The carbon tax policy paper which was released for comment in May 2013 and outlines the proposed carbon tax has certainly caught the attention of the business community.
The tax, originally proposed to start 1 January 2015, has since been delayed to start 1 January 2016. While many believe delays will continue, treasury stands firm on implementing the tax next year.
While recognising the importance of reducing carbon emissions and foreseeing the benefits that a low carbon economy can bring, the South African government has committed to ambitious greenhouse gas reductions of 34% by 2020 and 42% by 2025. Policies, frameworks and financial instruments need to support these commitments for any hope of achieving such reductions.
The purpose of a carbon tax, seen too often as a way to increase the tax base, is intended more to send the necessary price signals to change consumer behaviours and stimulate investment appetite towards low carbon options.
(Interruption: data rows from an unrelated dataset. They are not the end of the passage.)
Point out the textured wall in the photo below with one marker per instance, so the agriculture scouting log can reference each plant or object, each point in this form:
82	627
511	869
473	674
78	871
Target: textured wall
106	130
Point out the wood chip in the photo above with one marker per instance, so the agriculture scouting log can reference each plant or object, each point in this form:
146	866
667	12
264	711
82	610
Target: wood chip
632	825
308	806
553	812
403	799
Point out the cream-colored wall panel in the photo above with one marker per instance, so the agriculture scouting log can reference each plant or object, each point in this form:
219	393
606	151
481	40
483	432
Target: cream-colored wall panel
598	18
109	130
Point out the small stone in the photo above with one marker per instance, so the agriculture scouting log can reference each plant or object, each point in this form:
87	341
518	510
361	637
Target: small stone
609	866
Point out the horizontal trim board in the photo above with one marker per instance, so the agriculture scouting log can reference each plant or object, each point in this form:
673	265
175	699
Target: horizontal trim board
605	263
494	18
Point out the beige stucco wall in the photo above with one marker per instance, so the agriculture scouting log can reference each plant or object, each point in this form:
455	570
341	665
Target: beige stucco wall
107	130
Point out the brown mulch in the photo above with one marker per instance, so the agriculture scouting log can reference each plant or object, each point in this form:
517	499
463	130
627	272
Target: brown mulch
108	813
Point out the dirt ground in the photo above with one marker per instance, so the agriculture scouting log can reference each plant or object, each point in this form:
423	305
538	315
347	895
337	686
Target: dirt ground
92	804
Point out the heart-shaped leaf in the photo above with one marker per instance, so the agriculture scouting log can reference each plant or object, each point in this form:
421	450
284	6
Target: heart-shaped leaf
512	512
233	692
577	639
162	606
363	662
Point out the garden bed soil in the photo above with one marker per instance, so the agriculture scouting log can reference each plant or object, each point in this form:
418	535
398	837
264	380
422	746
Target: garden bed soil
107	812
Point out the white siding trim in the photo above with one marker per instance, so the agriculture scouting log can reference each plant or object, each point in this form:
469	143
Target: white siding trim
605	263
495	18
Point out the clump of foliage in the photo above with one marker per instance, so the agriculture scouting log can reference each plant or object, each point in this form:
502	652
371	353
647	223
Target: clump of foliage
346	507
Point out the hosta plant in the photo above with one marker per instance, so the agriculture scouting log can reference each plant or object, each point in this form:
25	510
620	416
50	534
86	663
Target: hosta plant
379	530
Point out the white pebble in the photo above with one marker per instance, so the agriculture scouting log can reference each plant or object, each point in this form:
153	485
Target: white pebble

How tax will affect economic growth will largely depend on supportive policies and the extent of tax shifting or revenue recycling.
In summary, the key points of the design features of the carbon tax include:
• The tax will be phased in over a period of time.
• The tax will therefore be implemented on 1 January 2016 and bodies will need to comply/pay accordingly.
• Tax has been proposed at R120 per tonne of CO2e (carbon dioxide equivalent), the amount to be increased 10% per year.